Walter Sabatini, in un’intervista a Repubblica rilasciata subito dopo aver salutato la Roma, dichiarò che «sì, un direttore sportivo legge la scheda tecnica, ma quello che vedono i suoi occhi e quello che legge il suo cuore su un giocatore nessuno lo metterà mai per iscritto»; anche Ausilio confidò che gli basta «vedere i giocatori un paio di volte per capire se fanno al caso nostro». Sabatini e Ausilio intendono dire che le sensazioni, spesso, fanno la differenza nonostante l’uso sempre più frequente delle statistiche. Con il reparto scouting, il ds deve saper mantenere i rapporti, valorizzarli come se fossero suoi dipendenti, una piccola azienda nell’azienda. E quindi, deve avere anche doti di leadership notevoli. E a proposito di rapporti, anche quello con gli allenatori è delicato. Se però funziona, è spesso sinonimo di successo: non è un caso che molti ds, quando cambiano società, cerchino di lavorare insieme a tecnici con cui hanno già condiviso una o più stagioni. Nel calcio contemporaneo, che chiama gli allenatori a imporre un’identità di gioco specifica, e quindi a utilizzare giocatori con determinate e particolari caratteristiche, i ds sono sempre più chiamati a lavorare in funzione delle richieste dei tecnici piuttosto che seguendo le loro idee personali. Devono quindi conoscere nel dettaglio anche il gioco del mister a cui consegneranno i nuovi calciatori, devono essere coinvolti nello sviluppo del lavoro sul campo. E se non è possibile raggiungere i giocatori indicati dagli allenatori, il loro compito è proporre delle alternative valide, ma soprattutto che abbiano le stesse caratteristiche.

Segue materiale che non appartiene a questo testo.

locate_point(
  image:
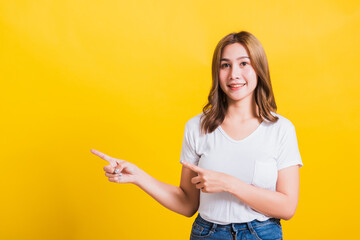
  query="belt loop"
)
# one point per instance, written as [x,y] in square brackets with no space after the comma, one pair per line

È un lavoro così sfaccettato da non poter essere svolto da chi gestisce anche la squadra. Infatti, anche in Premier i manager all’inglese stanno svanendo, stanno scomparendo le figure alla Ferguson e nel mentre cresce il numero di ds puri. Non è un caso che proprio il Manchester United, che aveva Sir Alex in persona, sia uno dei pochi club che non ha ancora un direttore sportivo. Si affida infatti all’amministratore delegato Ed Woodward, che conduce anche il mercato. Woodward fu criticato da José Mourinho a più riprese e dai fan per una mancanza di esperienza tecnica, di conoscenza dei calciatori. E oggi è stato identificato, sia dai tifosi che dagli opinionisti, come responsabile della difficoltà del club in questi anni. Non tanto per un’incapacità, quanto perché è impossibile riciclarsi, improvvisarsi o sdoppiarsi in un ruolo così complesso, e rilevante, e decisivo come quello del direttore sportivo.